Enzymatic Biofuel-Cell-Based Self-Powered Biosensor Integrated with DNA Amplification Strategy for Ultrasensitive Detection of Single-Nucleotide Polymorphism

Enzymatic biofuel cell (EBFC)-based self-powered biosensors could offer significant advantages: no requirement for an external power source, simple instruments, and easy miniaturization. However, they also suffered from the limitations of lower sensitivity or specific targets. In this study, a self-powered biosensor for the ultrasensitive and selective detection of single nucleotide polymorphisms (SNPs) produced by combining the toehold-mediated strand displacement reaction (SDR) and DNA hybridization chain reaction (HCR) was proposed. Herein, the capture probe (CP) with an external toehold was designed to switch on the sensing system. In the presence of target sequence, both SDR and DNA HCR reaction would happen to produce a long double-helix chain.
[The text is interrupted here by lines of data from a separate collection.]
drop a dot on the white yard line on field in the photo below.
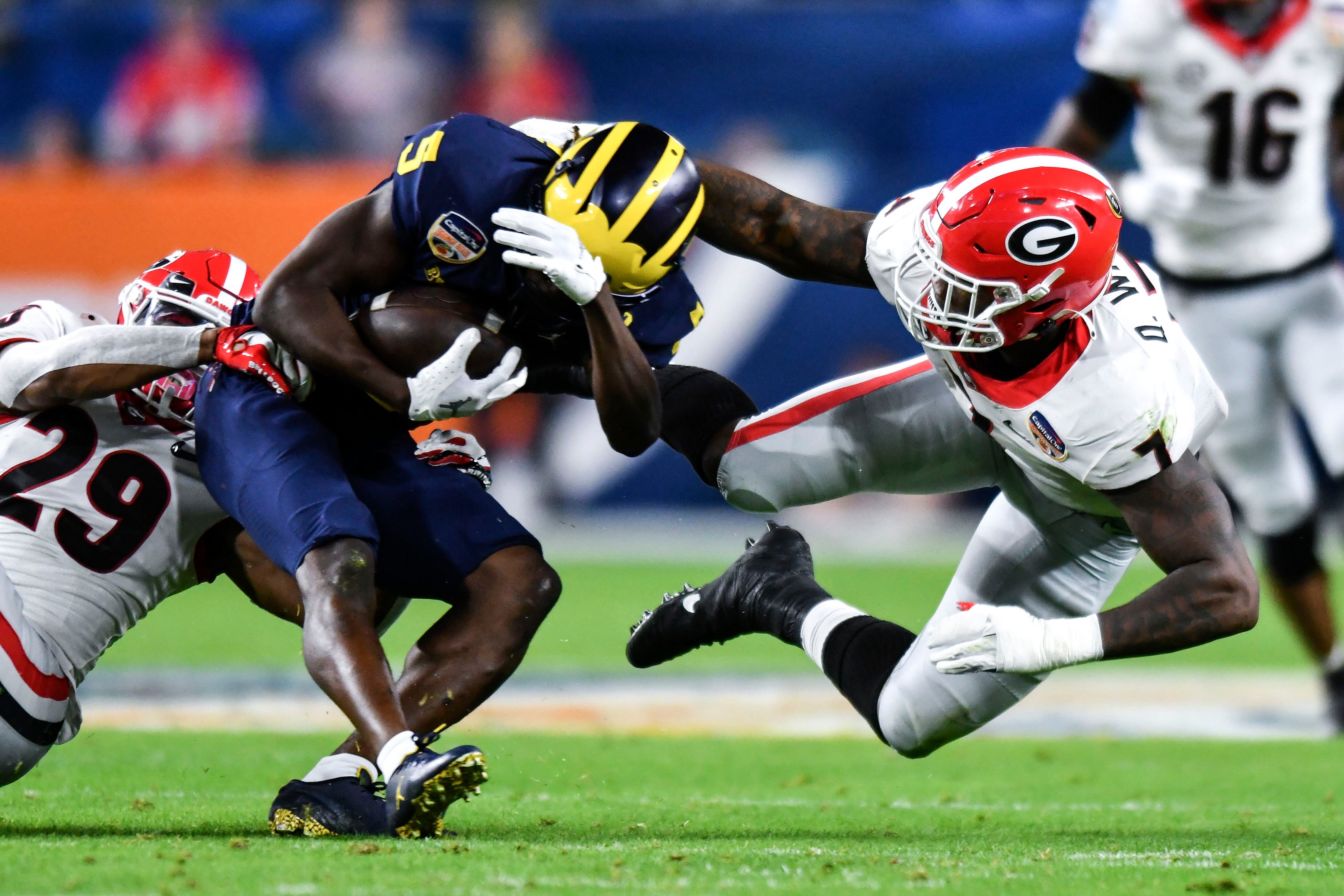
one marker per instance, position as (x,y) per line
(1076,703)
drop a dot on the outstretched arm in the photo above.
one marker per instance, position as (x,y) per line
(1088,123)
(353,252)
(748,217)
(39,375)
(1210,592)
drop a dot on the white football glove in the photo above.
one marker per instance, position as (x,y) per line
(443,389)
(987,638)
(459,450)
(553,249)
(1168,197)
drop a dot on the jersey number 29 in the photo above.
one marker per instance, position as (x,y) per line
(127,487)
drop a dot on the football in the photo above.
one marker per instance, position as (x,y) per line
(409,328)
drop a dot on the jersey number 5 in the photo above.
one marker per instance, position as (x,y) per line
(428,152)
(1269,154)
(127,487)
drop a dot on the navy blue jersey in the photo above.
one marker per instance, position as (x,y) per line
(450,179)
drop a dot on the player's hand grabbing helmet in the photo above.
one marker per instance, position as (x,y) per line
(185,289)
(1014,240)
(634,195)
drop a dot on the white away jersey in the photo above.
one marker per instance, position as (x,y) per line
(99,520)
(1233,134)
(1120,399)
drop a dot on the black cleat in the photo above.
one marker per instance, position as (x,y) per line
(330,808)
(1335,699)
(769,589)
(426,784)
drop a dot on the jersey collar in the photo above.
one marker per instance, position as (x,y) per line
(1287,18)
(1033,386)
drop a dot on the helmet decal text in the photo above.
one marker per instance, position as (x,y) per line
(1042,241)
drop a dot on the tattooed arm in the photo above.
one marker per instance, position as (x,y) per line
(750,218)
(1185,524)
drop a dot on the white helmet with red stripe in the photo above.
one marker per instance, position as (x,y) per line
(185,289)
(1014,240)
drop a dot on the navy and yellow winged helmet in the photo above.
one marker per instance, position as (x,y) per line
(634,195)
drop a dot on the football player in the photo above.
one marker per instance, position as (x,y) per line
(104,514)
(1240,116)
(573,250)
(1053,371)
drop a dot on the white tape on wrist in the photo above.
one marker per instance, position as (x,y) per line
(1066,643)
(175,347)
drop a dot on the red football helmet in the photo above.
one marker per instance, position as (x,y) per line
(185,289)
(1014,240)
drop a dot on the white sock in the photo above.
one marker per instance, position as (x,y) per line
(820,622)
(394,751)
(343,765)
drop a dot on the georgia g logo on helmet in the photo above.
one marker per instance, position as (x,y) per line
(1042,241)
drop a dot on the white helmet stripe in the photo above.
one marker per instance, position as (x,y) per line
(1010,166)
(237,274)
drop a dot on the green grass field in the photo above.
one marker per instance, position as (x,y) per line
(182,813)
(130,813)
(216,626)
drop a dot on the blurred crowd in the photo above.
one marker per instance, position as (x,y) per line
(193,96)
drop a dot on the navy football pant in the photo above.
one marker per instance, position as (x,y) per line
(295,486)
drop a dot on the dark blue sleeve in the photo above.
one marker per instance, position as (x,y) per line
(670,315)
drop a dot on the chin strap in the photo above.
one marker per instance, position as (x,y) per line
(1042,289)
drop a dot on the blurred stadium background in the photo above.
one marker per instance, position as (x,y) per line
(134,128)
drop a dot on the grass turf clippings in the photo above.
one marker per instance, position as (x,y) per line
(216,626)
(177,813)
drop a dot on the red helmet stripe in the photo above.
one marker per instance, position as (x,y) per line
(955,194)
(237,274)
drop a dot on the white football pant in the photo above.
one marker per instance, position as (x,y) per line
(1272,348)
(898,430)
(34,692)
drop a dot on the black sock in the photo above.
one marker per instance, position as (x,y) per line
(697,405)
(790,606)
(859,656)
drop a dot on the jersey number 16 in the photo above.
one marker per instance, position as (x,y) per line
(1269,154)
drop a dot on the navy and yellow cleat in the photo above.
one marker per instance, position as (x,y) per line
(330,808)
(426,784)
(769,589)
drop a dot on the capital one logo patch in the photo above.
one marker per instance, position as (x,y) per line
(1042,241)
(456,240)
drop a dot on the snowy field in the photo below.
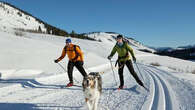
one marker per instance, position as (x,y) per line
(30,80)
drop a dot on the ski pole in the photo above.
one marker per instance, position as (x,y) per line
(139,71)
(66,71)
(113,72)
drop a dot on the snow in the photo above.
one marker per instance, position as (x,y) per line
(11,18)
(31,80)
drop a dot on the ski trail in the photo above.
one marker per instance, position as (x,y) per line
(169,101)
(158,99)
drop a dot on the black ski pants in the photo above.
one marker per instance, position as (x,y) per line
(79,66)
(129,65)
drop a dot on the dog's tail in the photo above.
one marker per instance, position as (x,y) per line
(101,72)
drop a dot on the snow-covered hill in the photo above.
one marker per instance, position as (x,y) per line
(111,37)
(13,18)
(32,81)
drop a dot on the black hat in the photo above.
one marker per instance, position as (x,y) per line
(119,36)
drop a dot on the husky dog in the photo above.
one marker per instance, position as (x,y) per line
(92,88)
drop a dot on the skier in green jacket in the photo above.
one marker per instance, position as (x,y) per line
(123,50)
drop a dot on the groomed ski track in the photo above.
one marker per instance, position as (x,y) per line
(46,92)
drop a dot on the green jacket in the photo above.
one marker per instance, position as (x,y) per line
(123,51)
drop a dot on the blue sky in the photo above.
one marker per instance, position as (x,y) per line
(158,23)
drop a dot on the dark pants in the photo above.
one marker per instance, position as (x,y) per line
(131,69)
(79,66)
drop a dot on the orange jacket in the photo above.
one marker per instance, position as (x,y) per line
(70,51)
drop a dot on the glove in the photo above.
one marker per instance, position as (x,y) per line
(56,61)
(80,63)
(109,57)
(134,59)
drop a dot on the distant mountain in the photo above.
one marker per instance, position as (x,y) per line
(183,52)
(13,18)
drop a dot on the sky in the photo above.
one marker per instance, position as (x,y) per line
(158,23)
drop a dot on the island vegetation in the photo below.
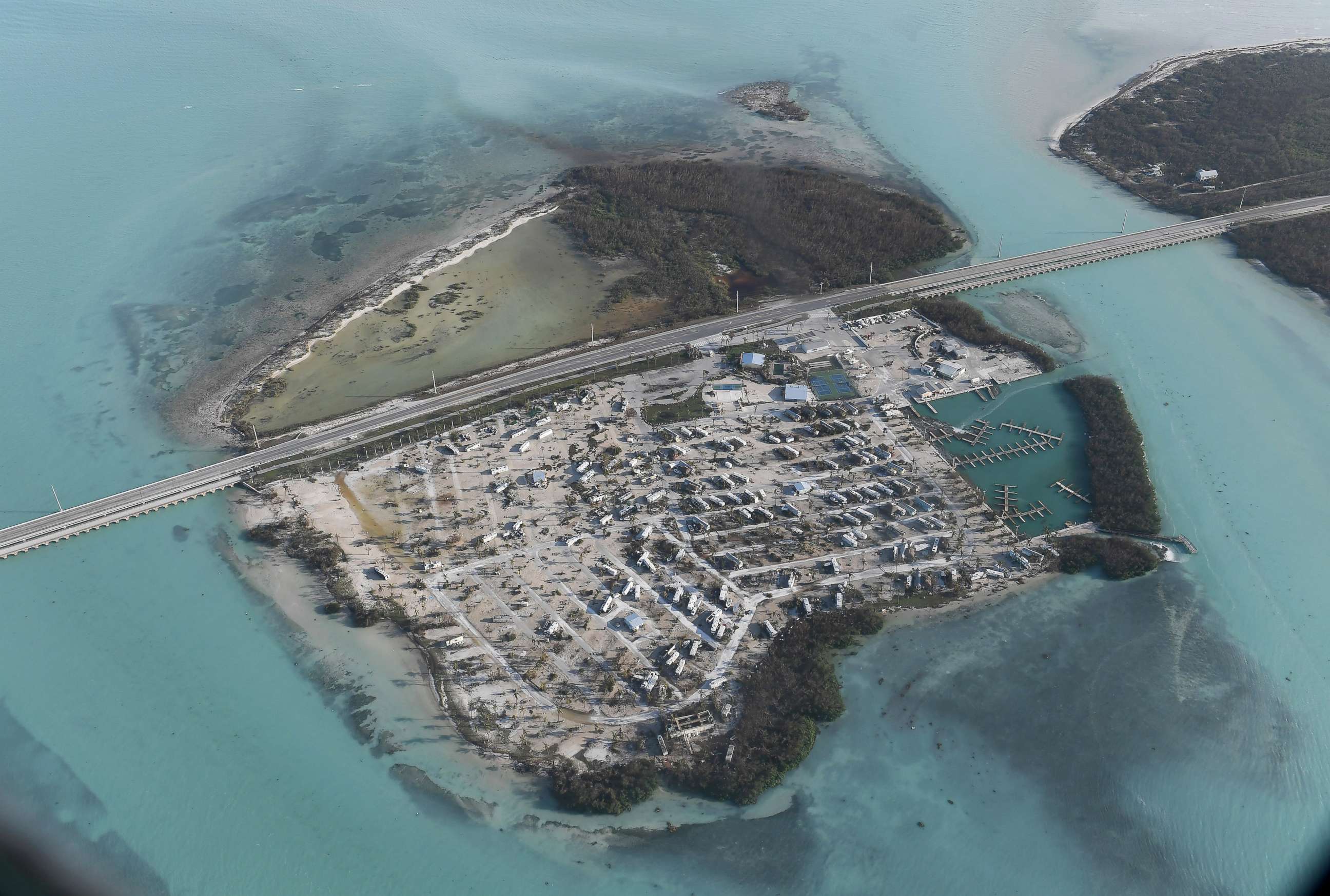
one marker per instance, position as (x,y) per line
(963,320)
(1120,481)
(320,553)
(1259,120)
(607,787)
(785,699)
(967,322)
(702,230)
(1116,556)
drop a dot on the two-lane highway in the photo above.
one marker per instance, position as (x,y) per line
(167,492)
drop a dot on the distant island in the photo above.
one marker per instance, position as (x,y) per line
(768,99)
(1208,133)
(704,230)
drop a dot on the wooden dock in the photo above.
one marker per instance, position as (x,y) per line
(994,455)
(1067,490)
(978,434)
(1032,513)
(1006,499)
(1034,431)
(1005,502)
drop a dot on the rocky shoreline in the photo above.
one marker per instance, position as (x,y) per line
(768,99)
(1167,68)
(366,300)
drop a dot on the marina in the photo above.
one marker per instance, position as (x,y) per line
(995,455)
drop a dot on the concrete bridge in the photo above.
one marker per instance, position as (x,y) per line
(147,499)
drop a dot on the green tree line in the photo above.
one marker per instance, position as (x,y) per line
(793,689)
(1253,117)
(787,228)
(1120,481)
(1119,557)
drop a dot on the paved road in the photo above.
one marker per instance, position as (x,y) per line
(167,492)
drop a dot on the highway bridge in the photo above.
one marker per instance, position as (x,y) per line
(147,499)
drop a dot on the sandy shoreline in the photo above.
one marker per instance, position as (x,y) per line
(1165,68)
(373,297)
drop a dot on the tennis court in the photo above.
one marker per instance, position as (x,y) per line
(832,385)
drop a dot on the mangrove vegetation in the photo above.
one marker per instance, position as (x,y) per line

Because of the electrostatic interaction between [Ru(NH3)(6)](3+) and the double-helix chain described above, the open circuit voltage (E-OCV) of the as-proposed biosensor was significantly elevated, thus realizing the detection of SNPs. Overall, in this work, an ingeniously constructed self-powered biosensor for the detection of SNPs was created by integrating EBFCs with a DNA amplification strategy. Furthermore, the as-proposed self-powered biosensor not only showed prominent specificity to distinguish the p53 gene fragment from random sequences (e.g., single-base mutant sequences) but exhibited excellent sensitivity with the detection limit of 20 aM. More importantly, the results obtained from the real cell lysate sample have laid a strong foundation for disease diagnostics and, potentially, as a powerful tool for even more fields.